Updated: Feb 28
I've tried and owned a great deal of recovery accessories. There are TONS of products out there designed to keep you healthy! Some are incredible and some are duds. I've ranked the ones I consider the most useful, from "absolute must-have" through "pricy, but may be helpful for some."
I have purchased all of these products with my own money (usually at a discount), or been given them by individuals unaffiliated with the companies. No products were provided by companies, or on condition of a review.
Lacrosse Ball, Baseball and Softball
Easy to find, and cheap! These are all amazing tools for releasing various tight muscles. Try the lacrosse ball on your glutes and other hip external rotators, and the baseball or softball for your psoas! You can also duct-tape two lacrosse or tennis balls together to make a roller for your thoracic spine–another common trouble spot for modern humans! See this post for some basic mobility work.
Hip Halo (or other heavy bands)
These are the go-to for strengthening, especially in the frontal plane! Try some of the Myrtl routine with a band, and add some Monster Walks in various angles of squat. You can get the Hip Halo at Rogue Fitness. I'd recommend the red version for most athletes, the blue version for those who have been keeping up on their hip strengthening!
These are used for Instrument-Assisted Soft-Tissue Mobilization (Graston). You don't need one of the expensive brands; there are great versions around the internet in the $25-40 range that work great. In a pinch, you can even use a spoon, preferably one of nice quality with a rounded edge. Slap on some olive or coconut oil, or your favorite recovery balm, and scrape gently. This can do great things for soreness in the lower legs, and toe flexors especially, but can also help achilles and plantar fascia soreness. Go slow and light at first just for a few minutes. More details here.

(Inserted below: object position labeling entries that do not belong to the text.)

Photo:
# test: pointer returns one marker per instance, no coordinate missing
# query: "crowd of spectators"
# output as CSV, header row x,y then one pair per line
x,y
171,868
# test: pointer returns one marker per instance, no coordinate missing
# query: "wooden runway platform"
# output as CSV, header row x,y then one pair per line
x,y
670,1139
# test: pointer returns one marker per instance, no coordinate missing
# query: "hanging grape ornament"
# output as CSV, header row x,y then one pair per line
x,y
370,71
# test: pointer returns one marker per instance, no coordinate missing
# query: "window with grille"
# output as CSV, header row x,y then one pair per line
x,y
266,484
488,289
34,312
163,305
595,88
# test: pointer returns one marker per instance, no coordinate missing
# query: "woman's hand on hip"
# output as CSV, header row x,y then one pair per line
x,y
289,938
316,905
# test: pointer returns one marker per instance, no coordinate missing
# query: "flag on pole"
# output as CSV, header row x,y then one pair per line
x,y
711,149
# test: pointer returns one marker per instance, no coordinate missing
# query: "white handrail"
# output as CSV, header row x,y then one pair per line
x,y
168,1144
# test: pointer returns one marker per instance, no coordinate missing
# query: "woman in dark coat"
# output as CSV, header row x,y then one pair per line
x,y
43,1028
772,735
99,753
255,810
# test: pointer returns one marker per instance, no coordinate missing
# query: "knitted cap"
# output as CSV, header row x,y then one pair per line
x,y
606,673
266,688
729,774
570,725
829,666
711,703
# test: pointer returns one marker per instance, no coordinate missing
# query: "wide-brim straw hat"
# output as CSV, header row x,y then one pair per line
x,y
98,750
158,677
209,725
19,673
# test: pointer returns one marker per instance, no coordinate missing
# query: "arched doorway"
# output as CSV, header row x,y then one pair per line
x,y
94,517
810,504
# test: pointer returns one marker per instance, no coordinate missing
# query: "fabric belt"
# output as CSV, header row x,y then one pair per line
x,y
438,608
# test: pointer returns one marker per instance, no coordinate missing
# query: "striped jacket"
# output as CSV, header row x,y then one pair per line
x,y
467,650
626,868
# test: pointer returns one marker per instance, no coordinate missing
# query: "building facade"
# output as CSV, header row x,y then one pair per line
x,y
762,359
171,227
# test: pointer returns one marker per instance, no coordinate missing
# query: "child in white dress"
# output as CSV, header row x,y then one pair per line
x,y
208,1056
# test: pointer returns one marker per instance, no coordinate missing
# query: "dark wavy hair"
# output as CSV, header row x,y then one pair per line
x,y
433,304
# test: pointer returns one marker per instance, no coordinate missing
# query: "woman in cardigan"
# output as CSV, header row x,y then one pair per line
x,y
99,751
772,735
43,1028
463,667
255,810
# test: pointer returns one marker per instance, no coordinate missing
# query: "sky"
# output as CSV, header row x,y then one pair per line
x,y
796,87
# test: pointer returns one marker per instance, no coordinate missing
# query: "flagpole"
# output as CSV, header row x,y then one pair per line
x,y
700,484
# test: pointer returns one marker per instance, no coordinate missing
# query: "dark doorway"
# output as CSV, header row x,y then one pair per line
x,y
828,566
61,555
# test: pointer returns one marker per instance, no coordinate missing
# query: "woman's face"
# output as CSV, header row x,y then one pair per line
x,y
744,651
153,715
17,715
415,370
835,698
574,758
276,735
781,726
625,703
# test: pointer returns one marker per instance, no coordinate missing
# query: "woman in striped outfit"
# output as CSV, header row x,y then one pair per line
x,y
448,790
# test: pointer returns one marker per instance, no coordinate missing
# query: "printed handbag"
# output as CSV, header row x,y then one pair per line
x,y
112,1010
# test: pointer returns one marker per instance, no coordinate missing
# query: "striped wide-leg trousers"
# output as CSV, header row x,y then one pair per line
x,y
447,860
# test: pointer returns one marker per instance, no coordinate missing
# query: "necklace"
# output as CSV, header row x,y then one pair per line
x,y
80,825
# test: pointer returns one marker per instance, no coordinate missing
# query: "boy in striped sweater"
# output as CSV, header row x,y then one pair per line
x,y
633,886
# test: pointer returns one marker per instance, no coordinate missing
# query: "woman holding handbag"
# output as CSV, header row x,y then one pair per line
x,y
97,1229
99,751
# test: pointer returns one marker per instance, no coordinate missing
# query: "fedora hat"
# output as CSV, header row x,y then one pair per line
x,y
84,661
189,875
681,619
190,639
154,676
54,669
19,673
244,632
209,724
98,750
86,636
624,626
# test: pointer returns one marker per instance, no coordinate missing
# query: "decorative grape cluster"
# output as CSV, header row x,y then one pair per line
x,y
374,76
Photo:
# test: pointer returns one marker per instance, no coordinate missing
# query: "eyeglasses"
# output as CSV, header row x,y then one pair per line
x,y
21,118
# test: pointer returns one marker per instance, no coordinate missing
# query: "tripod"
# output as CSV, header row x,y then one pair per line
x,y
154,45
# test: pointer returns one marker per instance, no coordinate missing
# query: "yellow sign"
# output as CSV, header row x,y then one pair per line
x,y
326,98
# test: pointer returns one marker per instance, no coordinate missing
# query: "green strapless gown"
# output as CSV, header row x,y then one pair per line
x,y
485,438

This is a unique one, but can be really helpful. It combines compression, tension and movement all at once; while other tools only offer one or two. simply wrap the band with the little balls on your sore muscles, and then do some mobility work with it on. Don’t leave it on for more than two minutes! It’s not the most comfortable treatment, but it can definitely help. Get one here. You can also take it apart and use as a Voodoo band.
Toe Pro / Mobo Board
Do you get sore feet and lower legs? You can strengthen your toe flexors, posterior tib and more with this tool. Don't underestimate it's power... start off with a small dose! You can buy the ToePro here.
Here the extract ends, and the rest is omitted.